Originally Posted by
Ebeshakir
I agree with Robert here. In these situations, it is simply best to keep a food journal and document any symptoms experienced. I am an allergist and I see patients with this complaint often. Briefly, it is important not to conflate some terms so a couple definitions first to clarify:
1) Food allergy denotes a very specific immune response, with a very specific group of clinical manifestations. Namely, a patient who is truly allergic to food will have one of 4 systems involved - skin, GI tract, respiratory tract, and vascular system. Often the clinical response involves a combination of these systems. The reaction is fairly quick, within minutes in most, and is typically dose-dependent but there are patient-specific augmenting factors (concomitant upper respiratory illness, seasonal allergy, activity, other meds).

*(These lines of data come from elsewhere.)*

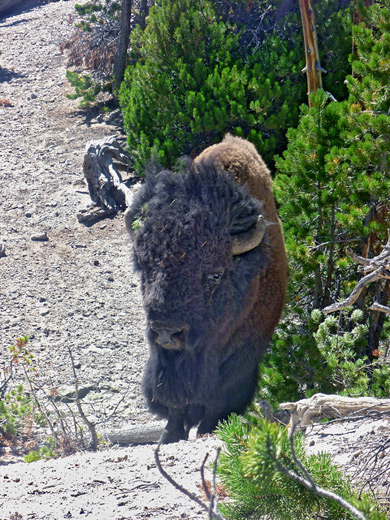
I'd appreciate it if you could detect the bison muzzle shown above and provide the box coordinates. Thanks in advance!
[125,135,287,443]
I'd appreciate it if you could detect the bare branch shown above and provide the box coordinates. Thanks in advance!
[322,267,383,314]
[270,446,367,520]
[67,346,99,451]
[370,302,390,314]
[154,441,225,520]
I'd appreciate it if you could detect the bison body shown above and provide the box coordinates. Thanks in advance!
[126,136,287,442]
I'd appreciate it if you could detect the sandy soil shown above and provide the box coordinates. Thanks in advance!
[0,0,390,520]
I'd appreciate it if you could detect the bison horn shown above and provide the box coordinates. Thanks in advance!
[232,215,266,256]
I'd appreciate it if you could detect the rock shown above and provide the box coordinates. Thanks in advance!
[0,0,25,16]
[30,231,49,242]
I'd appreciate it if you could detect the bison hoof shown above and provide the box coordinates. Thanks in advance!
[160,428,188,444]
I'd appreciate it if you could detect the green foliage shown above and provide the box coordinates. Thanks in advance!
[0,336,43,438]
[120,0,300,173]
[75,0,121,32]
[0,385,34,437]
[120,0,351,175]
[217,412,385,520]
[262,0,390,400]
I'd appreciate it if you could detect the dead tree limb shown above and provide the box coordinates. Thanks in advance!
[322,231,390,314]
[154,442,225,520]
[270,414,367,520]
[280,394,390,428]
[83,135,133,215]
[299,0,326,106]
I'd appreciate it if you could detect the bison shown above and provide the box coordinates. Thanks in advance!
[125,135,287,443]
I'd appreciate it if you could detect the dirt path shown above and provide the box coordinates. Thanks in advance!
[0,0,390,520]
[0,0,224,520]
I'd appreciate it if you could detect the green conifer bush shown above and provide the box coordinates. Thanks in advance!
[262,0,390,400]
[217,411,385,520]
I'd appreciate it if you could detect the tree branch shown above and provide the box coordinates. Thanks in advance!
[154,441,225,520]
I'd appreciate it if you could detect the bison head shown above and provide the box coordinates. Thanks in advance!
[126,161,267,353]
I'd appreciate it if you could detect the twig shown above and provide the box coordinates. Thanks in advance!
[322,267,383,314]
[370,302,390,314]
[269,432,367,520]
[154,441,225,520]
[67,346,99,451]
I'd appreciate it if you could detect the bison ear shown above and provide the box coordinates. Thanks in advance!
[125,207,136,240]
[232,215,267,256]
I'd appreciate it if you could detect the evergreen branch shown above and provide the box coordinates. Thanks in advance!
[322,267,383,314]
[154,441,225,520]
[268,428,367,520]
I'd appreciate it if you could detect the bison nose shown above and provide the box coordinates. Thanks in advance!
[150,322,188,350]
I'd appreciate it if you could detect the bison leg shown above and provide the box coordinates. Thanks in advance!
[160,408,188,444]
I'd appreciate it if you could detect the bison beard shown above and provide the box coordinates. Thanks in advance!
[126,136,287,442]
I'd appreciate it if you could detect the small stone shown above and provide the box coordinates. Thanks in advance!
[31,231,49,242]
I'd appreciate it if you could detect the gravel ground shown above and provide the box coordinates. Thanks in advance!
[0,0,390,520]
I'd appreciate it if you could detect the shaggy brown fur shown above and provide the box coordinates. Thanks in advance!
[126,135,287,442]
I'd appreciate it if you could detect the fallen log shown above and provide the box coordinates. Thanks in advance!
[100,422,164,446]
[280,394,390,428]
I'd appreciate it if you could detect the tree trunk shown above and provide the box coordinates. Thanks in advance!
[139,0,149,31]
[114,0,132,89]
[299,0,325,106]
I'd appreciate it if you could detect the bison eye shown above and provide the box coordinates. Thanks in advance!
[207,272,223,282]
[203,269,223,290]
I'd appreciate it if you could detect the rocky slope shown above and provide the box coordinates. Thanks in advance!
[0,0,390,520]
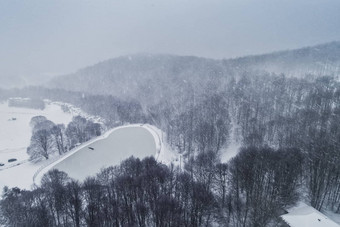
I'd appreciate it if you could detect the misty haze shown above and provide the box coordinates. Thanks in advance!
[0,0,340,227]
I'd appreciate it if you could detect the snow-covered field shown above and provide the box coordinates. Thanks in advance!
[0,102,75,190]
[0,102,73,164]
[0,99,175,190]
[281,203,340,227]
[34,124,178,184]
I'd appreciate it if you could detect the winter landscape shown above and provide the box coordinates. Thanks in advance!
[0,0,340,227]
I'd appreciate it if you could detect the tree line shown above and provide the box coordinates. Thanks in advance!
[0,148,303,227]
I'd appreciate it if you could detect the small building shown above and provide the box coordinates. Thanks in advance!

2) Food sensitivity is a term used often and can be confusing. Unfortunately, a great many different symptoms fall under this heading, and many people use this term to describe everything from belching to severe enteropathies (where your GI tract is chronically inflamed and does not absorb nutrients). Therefore its a blanket term, and does nothing to help convey a specific pattern of clinical reactions or denote a particular underlying pathophysiology.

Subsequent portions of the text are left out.